Discussed the plan of implementation: Start with a small set of wikipedia data to preprocess data and build the model in the following 2-3 weeks.

Plans for the following week.

  • Build a Skip Gram model.
  • Preprocess data.


Summary of the Meeting on Sep 19, 2017

I proposed an approach of "Related entites retrieval" for review. Dr. Pollett and I also brain stormed on the approach of "Word sence determination". We decided to work on the topic of "Word Sence Determination".

  • Approach of "Related Entites Retreival"

    • Step1: learn the embedding of each Entity.

      Using a supervised learning.
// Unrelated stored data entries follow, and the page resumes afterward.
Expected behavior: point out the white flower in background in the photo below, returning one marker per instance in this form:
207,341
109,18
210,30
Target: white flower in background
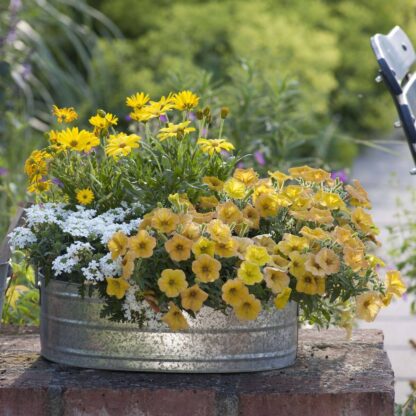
21,237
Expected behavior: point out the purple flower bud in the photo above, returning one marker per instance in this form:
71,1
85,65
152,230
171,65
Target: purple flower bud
259,158
340,174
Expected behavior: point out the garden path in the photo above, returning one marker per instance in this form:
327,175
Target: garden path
386,177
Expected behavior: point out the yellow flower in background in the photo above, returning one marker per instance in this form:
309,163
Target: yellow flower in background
248,176
276,279
226,248
185,100
395,284
208,202
235,189
362,220
179,247
368,305
64,115
257,255
206,268
229,213
79,141
234,292
172,282
328,261
193,298
252,215
137,100
164,220
212,146
85,196
203,246
103,122
248,309
219,231
267,205
118,245
278,176
213,183
359,196
175,130
121,144
175,319
281,300
249,273
329,200
310,174
116,287
142,244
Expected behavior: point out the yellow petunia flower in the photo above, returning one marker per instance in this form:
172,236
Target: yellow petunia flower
203,246
121,144
213,183
215,146
276,279
248,309
395,284
193,298
248,176
257,255
175,130
226,248
179,247
219,231
206,268
64,115
175,319
282,298
185,100
79,141
138,100
164,220
142,244
172,282
234,292
116,287
85,196
249,273
118,245
328,261
229,213
368,305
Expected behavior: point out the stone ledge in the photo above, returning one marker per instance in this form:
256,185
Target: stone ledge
331,377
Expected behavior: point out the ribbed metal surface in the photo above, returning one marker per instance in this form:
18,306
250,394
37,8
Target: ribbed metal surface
73,333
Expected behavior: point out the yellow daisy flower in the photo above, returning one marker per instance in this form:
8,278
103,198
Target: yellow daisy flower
121,144
172,282
368,305
206,268
212,146
64,115
193,298
175,130
85,196
142,244
249,273
185,100
137,100
179,247
175,319
118,245
248,309
116,287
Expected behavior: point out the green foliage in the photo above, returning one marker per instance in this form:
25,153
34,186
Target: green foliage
22,296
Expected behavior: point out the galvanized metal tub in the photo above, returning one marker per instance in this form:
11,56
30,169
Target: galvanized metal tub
73,333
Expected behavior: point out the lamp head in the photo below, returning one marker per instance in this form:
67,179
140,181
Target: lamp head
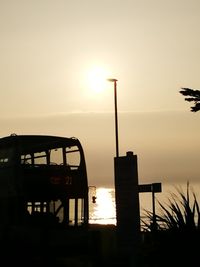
112,80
A composition of title T and a set of other titles, which appear in Ts page is a positive sample, labeled as 1. The negative sample is a randomly created composition as above, labeled as 0

      The hypothesis is defined as

      f (Vt * W * Vc )

      • Vt is the transpose of the title Ts vector.

      • Vc is the vector of the set of other titles, which appear in Ts page. It is the sum of all other titles vectors. The weighted sum or TF might be used while calculating this.

      • W is the weight vector.

      • * means dot product.

      • f is a sigmoid function.

      We need to learn both Vt, Vc and W by training the model.

    • Step2: On the top of the embedding, find related entities.

      Score each entities R in the vocabulary except query Q by calculating the similarity (such as simple dot product, or more concisely, cosine similarity) between the vector Vq and Vr. Vq is the vector of the query Q. Vr is the vector of related entity R. Based on the score, the system gives the top K entities.

  • Approach of "Word Sense Determination"

    • Step1: learn the embedding.

    • Step2: clustering the embedding of context words of ambiguous words.

Plans for the following week.

  • Start implemenation of "Word Sense Determination".
  • Keep working on the "Word Sense Determination" approach.


Summary of the Meeting on Sep 12, 2017

Discussed on paper "A Neural Probabilistic Language Model" and "Efficient Estimation of Word Representations in Vector Space". We discussed on Skip Gram model and CBOW model.

Plans for the following week.

  • Work out the approaches for "Related Entities Retreival" and "Word sence determination".


Summary of the Meeting on Sep 5, 2017

Reviewed CS298 Proposal

Plans for the following week.

  • Read the paper "A Neural Probabilistic Language Model".


Summary of the Meeting on May 16, 2017

Reviewed CS297 Report

Plans for the following week.

  • Finalize CS297 Report


Summary of the Meeting on May 9, 2017

Reviewed CS297 Report

Plans for the following week.

  • updata CS297 Report
  • validata all web pages


Summary of the Meeting on May 2, 2017

Pages of ambiguous word has been extracted and output

Plans for the following week.

  • Start CS297 Report


Summary of the Meeting on April 25, 2017

Preprocessed Wikepedia data: Extracted all disambiguation pages.

Plans for the following week.

  • Continue preprocessing Wikipedia data.


Summary of the Meeting on April 18, 2017

Preprocessed Wikepedia data: Extracted all disambiguation pages.

Plans for the following week.

  • Continue preprocessing Wikipedia data.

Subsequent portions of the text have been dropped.